What machine learning is

Machine learning appears in this syllabus because agents often need to make decisions based on patterns rather than fixed rules. In real systems, we regularly face situations where writing explicit logic would be brittle or impractical. Machine learning offers a different approach that fits naturally alongside Python programs that already process data, state, and signals.

This lesson orients us to what machine learning is and how it typically shows up inside agent-style programs, without diving into algorithms or mathematics.

What machine learning is at a high level

Machine learning is a way for programs to learn behavior from data instead of relying entirely on rules written by a programmer. Rather than specifying every decision explicitly, we provide examples and let the system infer patterns.

The result is a model: a piece of code and data that captures relationships discovered during training. Once created, that model can be used by ordinary Python programs like any other computational component.

Rules versus learned models

Rule-based systems behave exactly as written. Every condition and outcome must be anticipated in advance, and behavior changes only when the rules change.

Learned models behave according to patterns found in data. Instead of checking explicit conditions, the program asks the model to make a judgment based on what it has learned. This makes models useful when rules would be too numerous, too fragile, or too hard to express directly.

Training versus inference

Machine learning usually has two distinct phases. During training, data is used to create or adjust a model. This step is often slower and happens offline or infrequently.

During inference, the trained model is used to make predictions or classifications. Inference is what most programs actually do at runtime, calling into the model to obtain results that influence behavior.

Typical roles of ML models inside agent systems

Within an agent, a machine learning model usually serves a focused role. It might classify input, score options, detect anomalies, or estimate probabilities.

The agent remains in control of flow, state, and actions. The model acts as a specialized component that provides information the agent uses to decide what to do next.

When a local ML model is preferable to an LLM

Local machine learning models are often preferable when tasks are narrow, repeatable, and well-defined. They run quickly, cost nothing per call, and behave deterministically once trained.
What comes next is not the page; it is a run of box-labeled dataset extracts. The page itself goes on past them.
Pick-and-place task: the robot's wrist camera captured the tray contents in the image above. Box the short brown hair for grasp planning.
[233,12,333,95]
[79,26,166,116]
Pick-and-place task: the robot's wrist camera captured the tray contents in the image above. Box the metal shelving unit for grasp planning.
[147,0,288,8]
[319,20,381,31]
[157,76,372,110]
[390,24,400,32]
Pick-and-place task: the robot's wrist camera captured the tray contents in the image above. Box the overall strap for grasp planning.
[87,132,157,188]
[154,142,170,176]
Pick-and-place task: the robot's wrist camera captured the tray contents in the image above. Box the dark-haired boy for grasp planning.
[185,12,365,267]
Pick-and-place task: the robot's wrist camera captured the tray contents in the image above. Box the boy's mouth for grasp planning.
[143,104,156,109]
In agent systems, this makes them a good fit for classification, scoring, or filtering tasks that do not require open-ended reasoning or natural language understanding.

Conclusion

At this point, we are oriented to what machine learning is and how it differs from rule-based logic. We understand the separation between training and inference, and how trained models typically fit into agent-style programs.

With this mental model in place, we are ready to look at how Python libraries make it practical to train and use simple machine learning models in real code.